Mas com outras canções não foi assim. A partir dos anos 1960, passou a ser gravado por Maria Bethânia, Seu Jorge, Beth Carvalho, Paulino da Viola, Martinho da Vila, Dudu Nobre e Zeca Pagodinho, entre outros. Seu maior sucesso, “É preciso muito amor”, tem várias regravações. O compositor conta que ela nasceu quando ele e um amigo estavam num bar em Guadalupe após um batizado do filho de um amigo. “Tinha um sujeito lá que já estava calibrado de bebida. De repente, me chega uma preta robusta e pergunta se o peixe que ele foi comprar ia chegar frito ou ensopado. Ela deu uma dura nele e exigiu que ele fosse pra casa em seguida. O malandro foi saindo de mansinho, mas depois que a preta passou pela porta, ele bateu no peito e falou pra todo bar ouvir ‘É preciso muito amor para aguentar essa mala’. Começamos a batucar e mexer na frase até virar ‘É preciso muito amor para suportar essa mulher’ e o resto foi chegando porque a gente ia lembrando de outras mulheres”, explica. “O bom samba tem que ser verdadeiro, tem que ter uma história por trás. Ouvi isso do Geraldo Pereira lá na Lapa”, acrescenta.

Outro grande sucesso de Noca foi “Virada”, parceria com o filho Gilmar – o Noquinha -, e gravada por Beth Carvalho que virou um dos hinos da luta pela democratização durante a campanha das Diretas Já. “O que adianta eu trabalhar demais / se o que eu ganho é pouco / se cada dia eu vou mais pra trás, / nessa vida levando soco, / e quem tem muito tá querendo mais, / e quem não tem tá no sufoco, / vamos lá rapaziada, tá na hora da virada / vamos dar o troco”, dizem os primeiros versos. “Fiz esse samba quando os sindicatos estavam ganhando força, falava ali do drama do trabalhador.
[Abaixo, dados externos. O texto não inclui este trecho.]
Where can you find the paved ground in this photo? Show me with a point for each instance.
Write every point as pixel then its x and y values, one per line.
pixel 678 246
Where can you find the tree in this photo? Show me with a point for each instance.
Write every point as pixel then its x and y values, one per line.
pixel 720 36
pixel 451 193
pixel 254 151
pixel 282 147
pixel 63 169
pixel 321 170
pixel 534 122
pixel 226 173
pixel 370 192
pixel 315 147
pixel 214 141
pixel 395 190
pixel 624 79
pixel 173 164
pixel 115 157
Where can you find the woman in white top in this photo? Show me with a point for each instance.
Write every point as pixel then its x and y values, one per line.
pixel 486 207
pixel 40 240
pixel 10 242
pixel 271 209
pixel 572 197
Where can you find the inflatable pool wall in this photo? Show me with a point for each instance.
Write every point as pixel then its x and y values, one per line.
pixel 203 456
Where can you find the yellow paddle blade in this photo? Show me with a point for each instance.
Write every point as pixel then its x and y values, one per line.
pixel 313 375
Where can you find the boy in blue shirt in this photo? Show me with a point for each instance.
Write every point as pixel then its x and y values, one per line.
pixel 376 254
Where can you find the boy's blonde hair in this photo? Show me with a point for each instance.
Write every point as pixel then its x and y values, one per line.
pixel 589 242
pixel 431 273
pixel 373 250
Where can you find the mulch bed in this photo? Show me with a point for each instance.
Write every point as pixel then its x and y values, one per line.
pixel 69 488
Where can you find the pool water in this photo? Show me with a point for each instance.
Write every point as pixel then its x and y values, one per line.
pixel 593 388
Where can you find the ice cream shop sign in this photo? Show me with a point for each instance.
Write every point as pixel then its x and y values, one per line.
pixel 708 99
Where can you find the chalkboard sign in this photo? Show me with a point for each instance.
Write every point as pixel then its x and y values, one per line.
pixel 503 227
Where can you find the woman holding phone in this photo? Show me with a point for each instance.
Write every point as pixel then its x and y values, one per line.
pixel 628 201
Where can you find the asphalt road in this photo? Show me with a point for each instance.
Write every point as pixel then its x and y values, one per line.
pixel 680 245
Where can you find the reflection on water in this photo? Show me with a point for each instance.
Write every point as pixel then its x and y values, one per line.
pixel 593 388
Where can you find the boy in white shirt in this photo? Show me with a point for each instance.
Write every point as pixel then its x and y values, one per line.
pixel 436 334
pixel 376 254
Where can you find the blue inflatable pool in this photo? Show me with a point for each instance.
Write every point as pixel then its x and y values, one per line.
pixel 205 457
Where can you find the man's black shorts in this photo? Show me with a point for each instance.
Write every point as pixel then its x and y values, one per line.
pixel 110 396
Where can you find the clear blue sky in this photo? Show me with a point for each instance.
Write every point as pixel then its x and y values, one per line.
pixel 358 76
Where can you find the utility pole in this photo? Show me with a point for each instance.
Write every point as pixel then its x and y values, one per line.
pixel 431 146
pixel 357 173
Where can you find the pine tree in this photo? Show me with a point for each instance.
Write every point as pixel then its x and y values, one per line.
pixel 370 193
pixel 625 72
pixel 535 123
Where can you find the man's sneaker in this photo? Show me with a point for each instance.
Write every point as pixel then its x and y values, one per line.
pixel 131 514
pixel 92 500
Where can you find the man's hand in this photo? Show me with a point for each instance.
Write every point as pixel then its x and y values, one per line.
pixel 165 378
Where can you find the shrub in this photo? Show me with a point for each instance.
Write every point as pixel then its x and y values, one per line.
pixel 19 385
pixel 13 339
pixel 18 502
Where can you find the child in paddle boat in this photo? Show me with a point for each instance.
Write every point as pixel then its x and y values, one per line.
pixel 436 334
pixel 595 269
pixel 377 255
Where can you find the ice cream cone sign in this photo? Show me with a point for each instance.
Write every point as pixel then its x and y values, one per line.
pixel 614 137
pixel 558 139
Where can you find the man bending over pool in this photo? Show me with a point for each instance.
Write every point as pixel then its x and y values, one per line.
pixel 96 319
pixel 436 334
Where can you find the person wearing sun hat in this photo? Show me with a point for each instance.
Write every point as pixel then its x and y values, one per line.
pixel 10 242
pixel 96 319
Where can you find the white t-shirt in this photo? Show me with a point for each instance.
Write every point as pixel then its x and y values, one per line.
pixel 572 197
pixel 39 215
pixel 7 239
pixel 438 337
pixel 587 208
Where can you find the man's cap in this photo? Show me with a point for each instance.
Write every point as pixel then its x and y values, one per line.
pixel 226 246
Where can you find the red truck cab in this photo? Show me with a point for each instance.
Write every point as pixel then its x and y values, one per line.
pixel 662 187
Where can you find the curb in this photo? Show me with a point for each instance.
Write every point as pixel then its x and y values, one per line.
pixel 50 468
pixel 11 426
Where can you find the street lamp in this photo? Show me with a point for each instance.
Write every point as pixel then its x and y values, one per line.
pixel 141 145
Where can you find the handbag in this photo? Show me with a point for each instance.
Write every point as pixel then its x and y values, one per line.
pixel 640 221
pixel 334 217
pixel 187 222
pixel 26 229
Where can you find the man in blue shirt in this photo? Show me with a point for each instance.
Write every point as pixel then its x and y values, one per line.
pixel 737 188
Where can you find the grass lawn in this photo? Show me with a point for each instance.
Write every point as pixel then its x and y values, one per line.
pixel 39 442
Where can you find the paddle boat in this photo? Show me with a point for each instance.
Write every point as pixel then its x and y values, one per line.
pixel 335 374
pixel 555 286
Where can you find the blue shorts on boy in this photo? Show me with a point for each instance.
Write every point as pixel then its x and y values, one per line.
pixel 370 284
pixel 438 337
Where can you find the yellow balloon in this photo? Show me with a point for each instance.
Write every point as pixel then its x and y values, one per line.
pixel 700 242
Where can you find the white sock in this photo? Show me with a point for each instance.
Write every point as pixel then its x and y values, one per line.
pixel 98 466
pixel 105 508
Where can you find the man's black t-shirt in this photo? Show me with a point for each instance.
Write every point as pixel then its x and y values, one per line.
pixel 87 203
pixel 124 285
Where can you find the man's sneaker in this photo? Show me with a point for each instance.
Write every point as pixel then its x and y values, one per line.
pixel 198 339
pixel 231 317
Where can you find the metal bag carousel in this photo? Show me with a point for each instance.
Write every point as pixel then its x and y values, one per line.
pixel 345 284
A Beth ouviu, disse que queria gravar e que ela faria sucesso”, lembra o compositor.

Com o bom dinheiro que ganhou com “Virada”, deu o troco em sua vida e comprou a casa no Engenho de Dentro onde vive até hoje com filhos, netos e bisnetos – Dona Conceição partiu em 2013. “Eu venci. Como imaginar que um menino pobre que chegou de Minas, trabalhou na feira, viveu em favelas, passou por tanto sufoco, viria a ser secretário de Cultura, que receberia uma comenda do presidente da República (condecoração dada em 2006 pelo então presidente Luis Inácio Lula da Silva)?, porém minhas maiores alegrias vieram do samba. Eu não vivi do samba, vivi para o samba. Na sexta passada, meu neto (o cavaquinista Diogão) me levou para uma roda no Rio Comprido. Tinha uma garotada universitária que queria me conhecer. Era pra ficar lá uns vinte minutos; fiquei duas horas e meia. Tudo meu que foi cantado eles acompanhavam. É isso que realiza a gente, ser reconhecido pelo povo. Sou um artista popular, um cronista da minha gente”, gaba-se.

Do alto dos 86 anos e com uma lucidez e vitalidade que impressionam, Noca da Portela, do Tuiuti e de tantos sambas talvez seja um caso raro de compositor que assina parcerias com o neto. Se bobear, vai fazer samba com bisnetos. “O meu mais velho tem 12 anos e fica me olhando de lado dizendo que vai fazer um samba comigo. Já disse a ele que só tem 12 anos, que está cedo, e o moleque devolveu que eu fazia samba com 14 anos. É… acho quem vem mais uma parceria aí”, avisa com uma sonora gargalhada.